Through the certification process of Biden’s election, many Congressmen, as well as Biden himself, invoked Lincoln’s words to address the recent insurrection in the capital. Biden ended his statement by quoting Lincoln: “We shall nobly save, or meanly lose, the last best hope of earth.” 

On the other hand, many Trump supporters have sported Confederation flags during their recent riots in Capitol Hill, reminding fellow Americans of the country’s racial past. 

While some experts believe that the economic argument was a more forceful factor leading to the Civil War than the ideological argument to free slaves to bring racial equality, in the end, the country’s political structure changed, allowing more inclusiveness than before. At the time, the Republican Party was a leading force in that change. 

Almost a century later, in the 1960s, the global superpower had again suffered from many racial tensions, with some leading figures like Martin Luther King, John F. Kennedy and Malcolm X being assassinated. The country was in chaos just like it has been in recent months.

Since the killing of George Floyd by white police officers in May, Black Lives Matter supporters and white supremacists have fought each other in different scenes across the US, showing how much racial tensions are still lingering in the country. 

Back in the 1960s, despite assassinations and the Republic Party’s resistance, the Civil Rights Movement, which was backed by much of the Democratic Party, achieved most of its objectives, ending segregation across the nation’s schools, busses and working places with Washington’s embrace of the Civil Rights Act of 1964. 

AP Archive

In this Aug. 28, 1963, file photo Dr. Martin Luther King, Jr., center front, marches for civil rights, arms linked in a line of men, in the March on Washington.

Like the Civil War, during the days of the Civil Rights Movement, inclusiveness and racial equality were clearly the winning political argument. 

Could Trumpism trump? 

Nearly six decades later, under the Trump presidency, the US has reached another important turning point in its history as racial tensions have escalated across the country. 

While Trump lost the 2020 election and his numerous legal challenges in courts were invalidated, he refused to concede. This was all done in an unprecedented way, deepening divisions across American society. Interestingly, the president invoked the US Civil War in his last failed legal challenge to overturn the election result at the Supreme Court.

"Our Country is deeply divided in ways that it arguably has not been seen since the election of 1860," the Trump petition said, referring to the last presidential election before the Civil War. The petition also pointed out “a high level of distrust between the opposing sides”. 

But since the Civil War, the US has changed a lot like other countries. Neither changing demographics of the country, nor its powerful industrialists with their global reach have appeared to favour Trump’s political position. 
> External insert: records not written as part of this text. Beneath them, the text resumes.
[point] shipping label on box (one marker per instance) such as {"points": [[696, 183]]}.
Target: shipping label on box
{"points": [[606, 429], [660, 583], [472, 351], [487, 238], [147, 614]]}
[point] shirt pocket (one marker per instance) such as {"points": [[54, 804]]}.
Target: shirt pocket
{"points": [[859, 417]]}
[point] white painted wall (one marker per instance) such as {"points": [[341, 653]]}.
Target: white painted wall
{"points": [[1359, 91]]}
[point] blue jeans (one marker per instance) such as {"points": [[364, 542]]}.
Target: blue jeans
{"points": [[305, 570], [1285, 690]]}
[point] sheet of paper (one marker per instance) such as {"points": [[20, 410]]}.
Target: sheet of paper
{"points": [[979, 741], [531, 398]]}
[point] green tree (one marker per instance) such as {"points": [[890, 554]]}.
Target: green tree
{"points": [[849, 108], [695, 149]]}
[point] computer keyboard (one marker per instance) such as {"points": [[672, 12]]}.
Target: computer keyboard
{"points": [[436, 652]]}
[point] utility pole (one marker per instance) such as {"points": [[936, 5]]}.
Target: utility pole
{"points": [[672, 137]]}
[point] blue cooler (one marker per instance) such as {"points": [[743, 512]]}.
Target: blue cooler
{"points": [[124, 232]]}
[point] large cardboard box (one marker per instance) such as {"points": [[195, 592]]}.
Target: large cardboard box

When allied Roman senators including Caesar’s stepson Brutus defined the assassination of the great general as the only way to protect the Republic, Trump described recent Georgia senate runoffs as “the last line of defence” to preserve an America presumably dominated by its white majority. Georgia was part of the Confederation in the civil war. 

Despite his appeal, both seats have been lost to Democratic challengers, signalling that a red state incrementally turns into a battleground by electing the southern state’s first black senator. 

But Georgia is not unique in terms of this political trend. America’s white majority will lose its dominant character in the upcoming decades, according to census and other data, which might lead red states to eventually become blue.  

TRTWorld

A 2019 Brookings institution analysis has shown that the white majority-non-white minority balance in the US might have already changed as the country’s non-white population under 15 has passed white youths under the same category.

Many experts estimate that other minority aspects across the US will inevitably begin to dominate American life in the 2040s. According to different models, by mid-century, non-white populations will exceed over 50 percent, making the country’s white population a minority in the US. 

By then, it will be even more difficult to make America white again.